The EU Court, though allowing for the possibility of a misalignment between the terms granted to the supplier to obtain VAT refund from the Revenue Office (2 years from the payment, pursuant to art. 21 of Legislative Decree n. 546 dated 31 December 1992) and the 10-year limit granted to the purchaser for the recovery of VAT from its supplier (art. 2033 and 2946 of the Italian Civil Code), underlined the need to grant the supplier the possibility to recover VAT beyond the 2-year term, should it have been subject to an action for VAT recovery by the purchaser.
Given the above, the new art. 30-ter of Presidential Decree n. 633 of 1972 sets forth, as a general rule, the possibility for the VAT taxable persons to file a request for refund of VAT within a maximum time-limit of 2 years calculated from the date in which VAT was paid, or from the date in which the prerequisite for the refund occurred, should the latter be subsequent to the payment of VAT.
Nonetheless, as an exception to the above, para. 2 of art. 30-ter specifies that, in case of payment of VAT not due relevant to a transfer of goods or provision of services on which the Tax Authorities carried out an assessment, the 2-year term to apply for the refund is calculated starting from the date of the actual refund of the amount paid by the client as a compensation.
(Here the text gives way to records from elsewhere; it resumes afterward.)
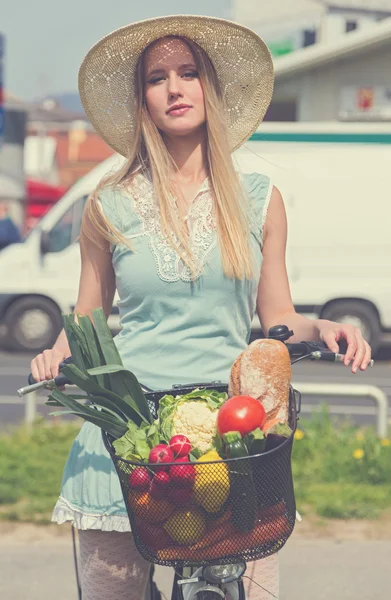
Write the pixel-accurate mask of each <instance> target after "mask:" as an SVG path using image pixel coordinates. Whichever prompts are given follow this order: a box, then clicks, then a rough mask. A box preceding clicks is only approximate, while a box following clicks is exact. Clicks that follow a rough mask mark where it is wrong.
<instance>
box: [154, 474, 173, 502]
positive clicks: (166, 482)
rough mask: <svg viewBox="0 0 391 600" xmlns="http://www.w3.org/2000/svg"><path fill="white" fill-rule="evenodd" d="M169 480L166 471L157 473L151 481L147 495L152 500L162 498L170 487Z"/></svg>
mask: <svg viewBox="0 0 391 600" xmlns="http://www.w3.org/2000/svg"><path fill="white" fill-rule="evenodd" d="M170 482H171V479H170V476H169V474H168V473H167V472H166V471H159V472H158V473H156V475H155V476H154V478H153V479H152V483H151V487H150V490H149V493H150V494H151V496H153V497H154V498H162V497H164V496H165V493H166V491H167V490H168V487H169V485H170Z"/></svg>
In any case, the refund of VAT not due will not be granted, should the payment have been made within a tax fraud (see para. 3 of art. 30-ter).
3. Export of goods for humanitarian reasons
Art. 9 of the European Law introduces letter b-bis) into art. 8 of Presidential Decree n. 633 of 1972, implementing art. 146, para. 1, letter c) of Directive 2006/112/EC, providing for a systematic application of the VAT zero-rate regime (ex para. 5 of Law n. 125 dated 11 August 2014) for the transfer of goods in favour of public administrations and development cooperation organisations, provided that the transferors see (either directly or through third parties on their behalf) to their transport or shipping outside the EU for humanitarian purposes within 180 days from the delivery within the Italian territory.
Evidence of the export will have to be provided through the relevant Customs documentation.
To this end, we specify that among “development cooperation organisations” under art. 26, para. 2 of Law n. 125 of 2014 (“General regulation concerning international development cooperation”) are:
- non-governmental organisations (NGOs) specialised in development cooperation and humanitarian aid
- not for profit organisations for social utility statutorily aimed at development cooperation and international solidarity
- fair trade organisations, ethical finance and microcredit institutions, having as their main object stated in the articles of association international cooperation for development
- organisations and associations of immigrant communities maintaining relationships with their Countries of origin for cooperation and support to development, or collaborating with entities meeting the requirements under the abovementioned art. 26 of Law n. 125 of 2014 and operating in the Countries involved
- cooperative and social enterprises, trade unions and entrepreneurs organisations, foundations, voluntary associations (Law n. 266 dated 11 august 1991) and associations for social promotion (Law n. 383 dated 7 December 2000), upon condition that development cooperation is included among their institutional purposes in their articles of association
- organisations with registered office in Italy having a consultative status at the UN Economic and Social Council (ECOSOC) since at least 4 years.